MongoDB wants to expand its data platform for developers. Plans include addressing a broader range of use cases, covering more of the data lifecycle, optimizing for modern architectures, and better data encryption.
MongoDB has announced a number of features designed to make it easier for developers to create in-app analytics and enable richer application experiences. Column store indexing, available later this year, aims to enable users to create and maintain a custom index that accelerates many common analytical queries without requiring changes to document structure or moving data to another system . Additionally, analytics nodes will now be able to scale separately, allowing teams to independently balance the performance of their operational and analytical queries without over- or under-provisioning. Here are some highlights:
MongoDB time-series collections are designed to make it easier to build applications that monitor physical systems, track assets, or deal with financial data, faster and more cost-effectively. In the upcoming version 6.0 of MongoDB, time series collections are expected to support secondary indexes for measurements and provide read performance improvements and optimizations for faster sorting of time-based data.
Atlas Search is recognized as the fastest and easiest way to integrate relevancy-based search capabilities into applications.
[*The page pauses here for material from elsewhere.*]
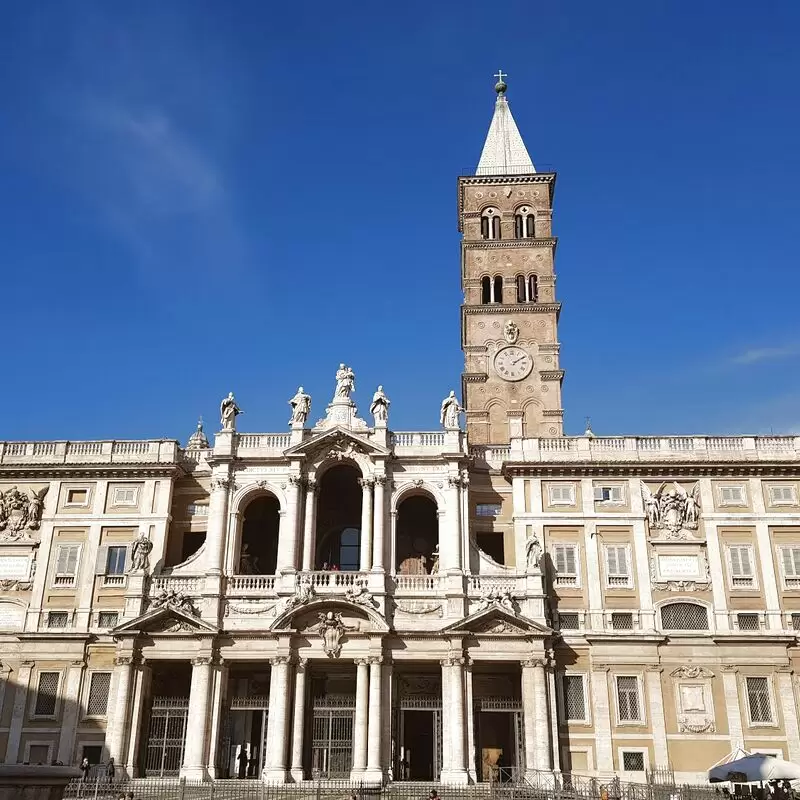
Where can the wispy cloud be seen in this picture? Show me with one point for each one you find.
(756, 355)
With Search Facets, developers can now create search experiences that allow end users to seamlessly search, narrow, or refine their results by different categories.
Atlas’ SQL interface provides data analysts who primarily work with SQL tools a way to interact with Atlas data in a read-only interface. This is intended to make it easier to natively query and visualize Atlas data using SQL-based tools while maintaining the flexibility of the document model. It can also be used to query data in Atlas clusters and cloud object stores using SQL without the need for data manipulation, schema definition, or data flattening.
The Data API allows access to Atlas data over HTTPS with no operational overhead. This gives developers the ability to easily integrate Atlas data into other apps and services in the cloud or into their serverless architectures.